Do realizador Marco Martins, vi o seu primeiro filme «ALICE» (2005) que teve bastante sucesso, mantendo um suspense constante, apesar da história ser «magra»! «Alice» é de facto um filme inesquecível, onde se destaca a soberba interpretação de Nuno Lopes, a banda sonora de Bernardo Sassetti e a direcção de fotografia de Carlos Lopes.

Tive oportunidade agora de ver o seu segundo filme «Como Desenhar Um Circulo Perfeito». Filme que aborda a ruptura dos conceitos família/relação. História limite, história no limite. Como diz Marco Martins:«Quando estava a escrever o argumento, descobri no YouTube que havia um campeonato mundial de desenho de círculos perfeitos e pareceu-me que seria uma metáfora perfeita e muito forte para a personagem do Guilherme e para sugerir que eles estão presos dentro de um desses círculos.»

Sinopse: Numa velha e decrépita mansão, os gémeos Guilherme e Sofia cresceram a partilhar experiências e, aos poucos, vão descobrindo a sua sexualidade. Existe uma avó excêntrica, fanática pelo poker, uma mãe pouco presente e um pai ausente… Guilherme, incapaz de lidar com o amor não correspondido da sua irmã e das relações que ela mantém com outros rapazes, acaba por fugir de casa. Refugia-se em casa do pai, que vive isolado, imerso num mundo quase autista. Guilherme descobre então que a vida não cabe num círculo perfeito e volta para casa. Quando os gémeos se reencontram, surge finalmente o amor. De forma íntima e silenciosa, o filme oferece o prazer da exploração dos limites, criando um universo fechado e claustrofóbico, inocente e contagiante na simplicidade das suas emoções.

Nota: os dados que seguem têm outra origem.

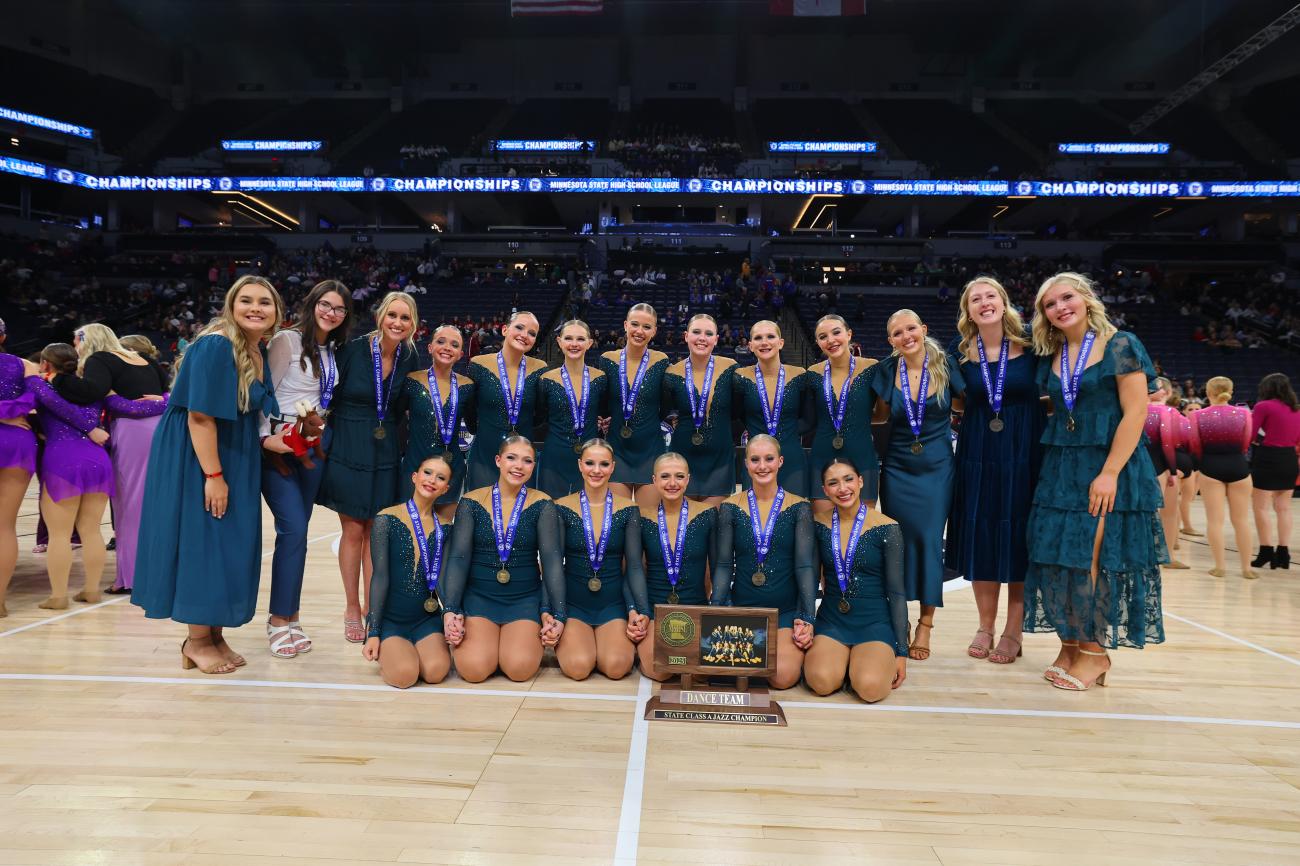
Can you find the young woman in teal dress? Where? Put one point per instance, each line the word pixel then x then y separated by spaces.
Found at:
pixel 766 553
pixel 436 429
pixel 571 399
pixel 364 467
pixel 605 583
pixel 841 411
pixel 199 558
pixel 505 395
pixel 1095 535
pixel 633 398
pixel 408 546
pixel 917 476
pixel 780 408
pixel 862 622
pixel 997 462
pixel 677 537
pixel 700 390
pixel 503 585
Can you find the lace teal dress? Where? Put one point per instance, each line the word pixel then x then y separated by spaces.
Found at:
pixel 700 551
pixel 917 489
pixel 789 568
pixel 635 455
pixel 713 463
pixel 362 473
pixel 493 423
pixel 878 601
pixel 398 588
pixel 1122 606
pixel 536 561
pixel 858 445
pixel 794 420
pixel 623 584
pixel 557 468
pixel 423 438
pixel 190 566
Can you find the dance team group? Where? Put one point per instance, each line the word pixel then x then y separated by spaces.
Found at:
pixel 486 558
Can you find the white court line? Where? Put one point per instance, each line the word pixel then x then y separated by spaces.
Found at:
pixel 628 698
pixel 629 815
pixel 1235 640
pixel 121 598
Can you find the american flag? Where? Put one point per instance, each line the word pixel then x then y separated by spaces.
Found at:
pixel 555 7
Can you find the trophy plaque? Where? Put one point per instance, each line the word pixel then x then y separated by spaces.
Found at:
pixel 698 644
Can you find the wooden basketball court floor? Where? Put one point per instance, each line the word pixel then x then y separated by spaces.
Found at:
pixel 111 754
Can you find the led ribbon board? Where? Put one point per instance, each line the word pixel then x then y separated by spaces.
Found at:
pixel 820 147
pixel 256 144
pixel 47 124
pixel 1113 148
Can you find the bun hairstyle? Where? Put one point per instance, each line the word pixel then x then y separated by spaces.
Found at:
pixel 61 358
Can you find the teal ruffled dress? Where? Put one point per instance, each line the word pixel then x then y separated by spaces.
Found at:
pixel 1122 606
pixel 190 566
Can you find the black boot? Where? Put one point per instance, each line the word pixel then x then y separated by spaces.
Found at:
pixel 1264 558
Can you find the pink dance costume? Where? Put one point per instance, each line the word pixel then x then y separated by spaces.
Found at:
pixel 1220 437
pixel 17 444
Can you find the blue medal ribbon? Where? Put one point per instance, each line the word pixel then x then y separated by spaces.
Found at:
pixel 844 558
pixel 506 532
pixel 596 548
pixel 995 389
pixel 516 402
pixel 675 555
pixel 763 532
pixel 1070 382
pixel 837 410
pixel 432 564
pixel 698 401
pixel 577 407
pixel 771 414
pixel 915 410
pixel 446 425
pixel 629 394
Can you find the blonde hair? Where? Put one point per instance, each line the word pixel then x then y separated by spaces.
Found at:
pixel 389 299
pixel 225 325
pixel 1047 338
pixel 935 355
pixel 99 338
pixel 1013 327
pixel 1218 386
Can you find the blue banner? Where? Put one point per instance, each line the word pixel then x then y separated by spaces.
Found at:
pixel 47 124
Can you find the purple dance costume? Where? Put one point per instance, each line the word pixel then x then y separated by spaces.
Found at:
pixel 17 444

Há obsessões que não largam Marco Martins, que não descansou enquanto não aprendeu a desenhar círculos perfeitos, da mesma forma que não descansa das histórias tristes, que chegam ao ecrã ainda mais tristes. Desta vez, escreveu a meias com Gonçalo M. Tavares e realizou uma história de gémeos, incestos e círculos perfeitos. Outra vez soturna, melancólica, claustrofóbica.

Para MM, o cinema é uma conversa que vai continuando, assim voltou a convidar os actores Beatriz Batarda e Gonçalo Waddington e dois jovens actores, para cenas intensas e delicadas.

Para o realizador as cenas de sexo raramente acrescentam alguma coisa, têm um carácter voyeurista, acessório, previsível. Regra geral, são banais, por isso quis uma cena mais interior. Aqui era a primeira vez que eles tinham uma relação sexual... uma relação sexual entre dois irmãos. Era algo extremamente perturbador. Não queria que fosse uma cena vulgar, mas queria explorá-la, porque é raro ter-se a oportunidade de fazer uma cena assim. Precisou de os contextualizar e mostrou-lhe filmes, como: Bresson, Gus Van Sant, o "Les Enfants Terribles".

EM ENTREVISTA:

Tem uma obsessão por histórias tristes?

Confesso que sou obcecado por personagens obsessivas. Opto sempre por filmar no Inverno, o que torna os filmes mais escuros. O lado radioso de Lisboa lembra sempre os clichés - os bairros típicos, as sete colinas, as imagens dos postais - e esse lado não me apetece filmar. Tenho um lado lunar muito vincado, que é também onde me sinto melhor a criar.